La parole manipulée
Philippe Breton est professeur au Centre universitaire d'enseignement du journalisme (CUEJ) à l'Université de Strasbourg, directeur éditorial et rédacteur en chef du magazine «Savoirs» et chroniqueur au quotidien «La Marseillaise». En 1997, ce spécialiste de la parole et de la communication écrivait «La parole manipulée», qui reçut en 1998 le prix de philosophie morale de l’Académie des sciences morales et politiques. Presque 15 ans plus tard, ces écrits sur la question de la manipulation dans nos sociétés modernes semblent encore trouver toute leur pertinence dans ce que certains appellent aujourd’hui «la bataille du langage». Partant d’une première partie consacrée à l’évolution des techniques manipulatoires à travers l’Histoire -où l’on apprend que ces procédés n’ont malheureusement pas été enterrés avec les totalitarismes d’un Hitler ou d’un Staline- l’auteur décrit et décortique les manipulations les plus couramment employées de nos jours, à travers de nombreux exemples empruntés à la vie quotidienne, dans la publicité, les médias, la politique…

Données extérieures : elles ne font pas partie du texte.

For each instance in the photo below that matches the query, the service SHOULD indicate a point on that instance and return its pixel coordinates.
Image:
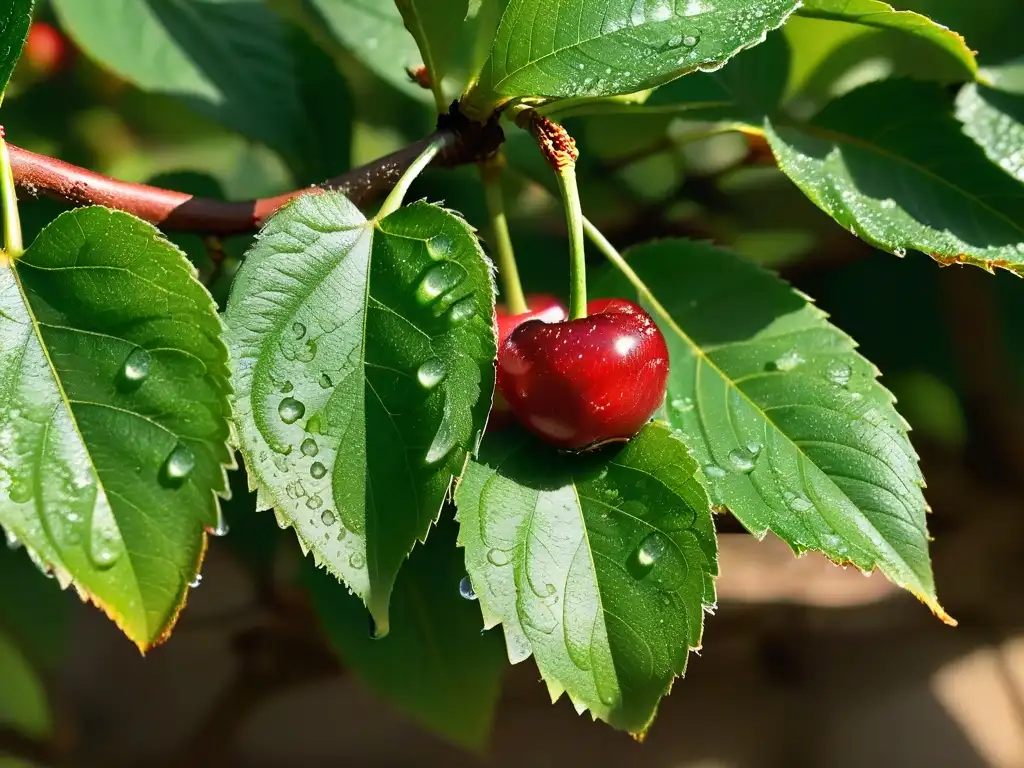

Manipulation des affects (exploitant nos émotions): séduction, démagogie, répétition ou pression exercée par une autorité supposée,… ou manipulation cognitive (affectant le contenu des message): «le cadrage menteur», le «recadrage abusif», ;«amalgame»…; L’ennemi est partout, invisible et tenace.
Résonances
Venant de lire un article dans le mensuel Rue 89 titré «Et si on reparlait de lutte des classes», il me semble que la bataille des mots et du langage revient dans le débat. A propos du chômage traité en politique, Breton écrivait «Le chômage est souvent présenté (…) comme une sorte de catastrophe naturelle, «un fléau» pour reprendre l’expression de Jacques Chirac (…).
Les termes utilisés pour évoquer ce phénomène relèvent souvent d’une description de type météorologique où le chômage est présenté comme une sorte d’anticyclone des Açores, qui va et qui vient, mais qui, pour l’instant, est bloqué au-dessus de la France, provoquant une sorte de sécheresse des emplois.» Sans verser dans la parano-catastrophe, n’est-ce pas cette même culture de la fatalité, du «cadrage forcé», qui nous est aujourd’hui sans cesse rappelée (certes, avec moins d’humour) au sujet de la crise, de la dette publique, d’un libéralisme comme modèle indépassable…?
Dans l’Humanité du 7 septembre, Jean Rabaté parlait du choix des mots comme «partie intégrante de la bataille idéologique» et expliquait comment une armée de communicants, consciemment ou non, s’était rangée du côté d’un système dans cette «bataille du langage». En effet, qu’en est-il lorsque l’on entend tous les jours à la télé ou à la radio qu’il faut «rassurer» les marchés (les gens, eux, peuvent continuer de se ronger jusqu’au sang), qu’on parle de «partenaires sociaux» pour regrouper gouvernement, patronat et syndicats sous un soi-disant même intérêt, que la grève «sévit» ou que la part des salaires différés est appelée «charges sociales»?
Quand Philippe Breton consacre un chapitre entier de son livre à décortiquer une interview de 1995 sur TF1 d’un Jean-Marie Le Pen amené à s’expliquer après le meurtre d’un jeune Comorien par des militants du Front National, il en extirpe tous les procédés manipulatoires (recours à la peur et à l’autorité, recadrages abusifs, démagogie…) qui nous renvoient inéluctablement à ceux utilisés aujourd’hui par sa fille dont le discours semble plus «soft» parce qu’en réalité mieux «enrobé». L’auteur explique cette notion d’«image», devenue dans nos sociétés modernes un enjeu de premier plan aussi bien pour le publicitaire qui expose son produit que pour le politique présentant son programme. La dernière partie de «La parole manipulée» s’attache à analyser les effets de la manipulation sur nos sociétés (propagande médiatique, avènement d’un individualisme accru,…), la faible résistance qui lui est opposée, avant de proposer des prémices de solutions visant à redonner une certaine éthique à la parole, par l’enseignement, la responsabilisation individuelle, la mise en place de normes juridiques,…
Une lecture à la fois philosophique et instructive pour apprendre à décoder les messages reçus, adopter un regard critique sur l’information. L’ouvrage offre aussi quelques pistes pour redonner à la parole le rôle d'outil vivant de la démocratie, introduisant notamment le concept original de «liberté de réception», sans laquelle la liberté d'expression reste surtout la liberté des puissants.
La parole manipulée, Paris, La découverte, 2004, 211 p. 7,50€. Du même auteur, pour prolonger la réflexion: Argumenter en situation difficile (2004) et Convaincre sans manipuler (2008).